La especie presenta una distribución iberoatlántica, estendiéndose desde Galicia hasta el País Vasco francés, en el suroeste de La Rioja y también en el occidente de Bretaña. Pese a ser una especie protegida a nivel europeo por el Convenio de Berna y estatal en la Directiva Hábitats, donde figura como vulnerable, en Cantabria es relativamente abundante, con presencia aproximadamente en el 40% del territorio mayoritariamente en la vertiente norte, desde nivel del mar hasta sobrepasar los 1500 metros de altitud.

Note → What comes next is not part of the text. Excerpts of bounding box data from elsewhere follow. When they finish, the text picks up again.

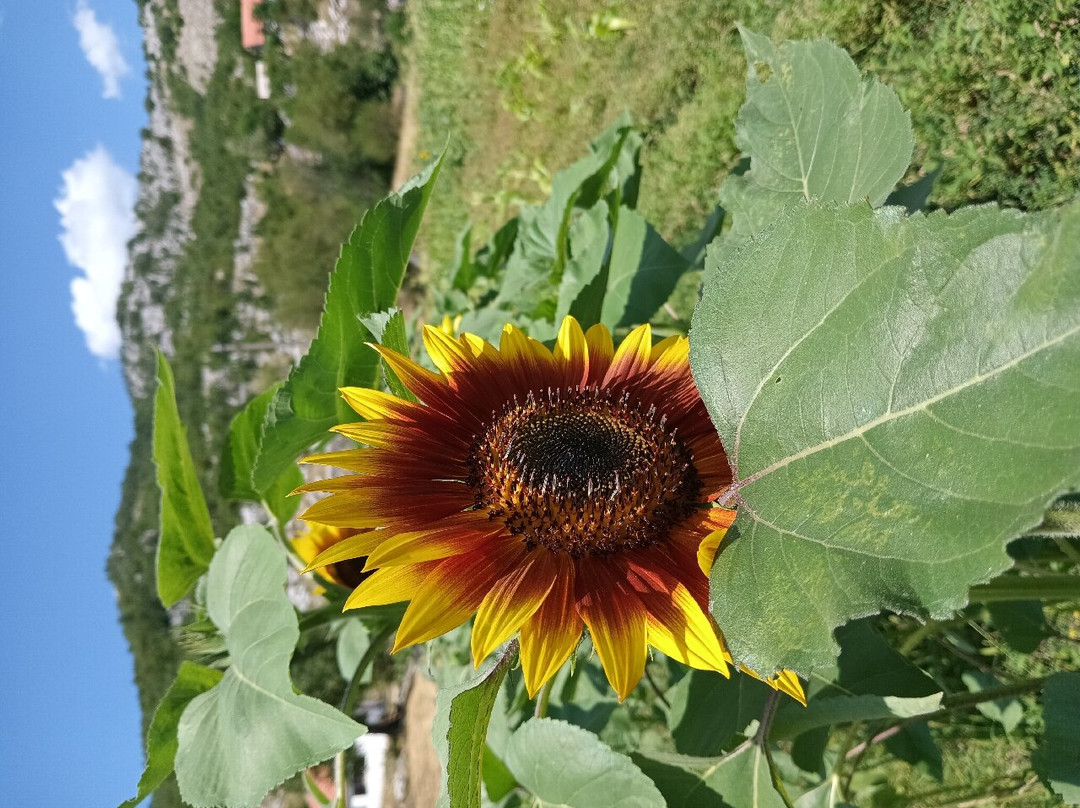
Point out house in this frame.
[240,0,267,51]
[240,0,270,100]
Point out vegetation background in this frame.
[110,0,1080,808]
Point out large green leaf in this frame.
[153,351,214,606]
[795,775,848,808]
[361,308,417,401]
[634,741,784,808]
[720,28,915,249]
[770,692,943,741]
[496,116,642,320]
[504,718,664,808]
[1031,673,1080,805]
[667,670,768,757]
[555,200,611,328]
[960,671,1024,732]
[690,198,1080,674]
[600,207,695,329]
[120,660,221,808]
[176,526,364,808]
[219,382,303,525]
[431,644,517,808]
[986,601,1049,654]
[252,158,443,491]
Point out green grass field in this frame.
[408,0,1080,272]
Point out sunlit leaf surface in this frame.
[690,203,1080,674]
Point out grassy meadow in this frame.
[407,0,1080,272]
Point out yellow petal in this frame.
[698,530,727,576]
[499,325,552,364]
[461,333,498,359]
[300,493,387,527]
[339,387,409,420]
[365,512,505,569]
[388,542,525,654]
[607,323,652,379]
[739,664,807,706]
[300,449,386,474]
[472,548,558,668]
[649,336,690,371]
[646,583,731,676]
[330,421,402,448]
[521,557,582,699]
[345,564,431,609]
[298,530,387,573]
[555,315,587,362]
[423,325,471,374]
[585,323,615,365]
[578,588,648,701]
[372,346,446,399]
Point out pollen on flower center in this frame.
[469,389,702,557]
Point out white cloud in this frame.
[73,0,131,98]
[53,146,138,359]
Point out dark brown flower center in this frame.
[469,389,702,557]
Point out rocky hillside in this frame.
[108,7,400,808]
[108,0,310,777]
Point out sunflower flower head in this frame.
[299,318,804,701]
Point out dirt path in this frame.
[397,672,443,808]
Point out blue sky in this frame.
[0,0,146,808]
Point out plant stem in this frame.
[532,677,555,718]
[968,573,1080,603]
[845,676,1047,760]
[754,690,795,808]
[334,750,346,808]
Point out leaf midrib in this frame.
[732,325,1080,489]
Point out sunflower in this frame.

Existen 67 citas en la región, la gran mayoría de ellas se encuentran en la zona de La Montaña. A pesar de que su distribución es calificada de favorable, el desconocimiento del tamaño de la población de Quimper en Cantabria, hace que se le considere desde el punto de vista de su estado de conservación como Desconocido. Con la presente nota se aporta un nuevo registro de Elona quimperiana en el occidente de la región y el primero en el municipio de Ruiloba. Este hayazgo ha sido realizado en una finca ganadera de la localidad de Ruiloba muy próxima al mar, terreno calizo, con vegetación propia de la costa cantábrica, fundamentalmente encina y madroño, y el complejo arbustivo acompañante. Se encontraron varios ejemplares adultos, en una pila de leña muy descompuesta, dentro de un bardal, situado junto a un muro de piedra en seco de la propia finca.

El hábitat de esta cita difiere sensiblemente de lo expuesto en las descripciones habituales de la especie (hayedos y robledales) lo cual merece una reconsideración sobre el hábitat de esta especie, y hace necesario un muestreo en profundidad.

Las medidas de conservación de la especie (IH Cantabria) pasan por mejorar el conocimiento de sus poblaciones, favorecer la interconexión de bosques, mantener madera muerta en los montes, evitar los cultivos forestales exóticos en zonas con poblaciones de Quimper, evitar afecciones antrópicas (pistas, construcciones, pastoreo intesivo o evitar molusquicidas en zonas con presencia de la especie).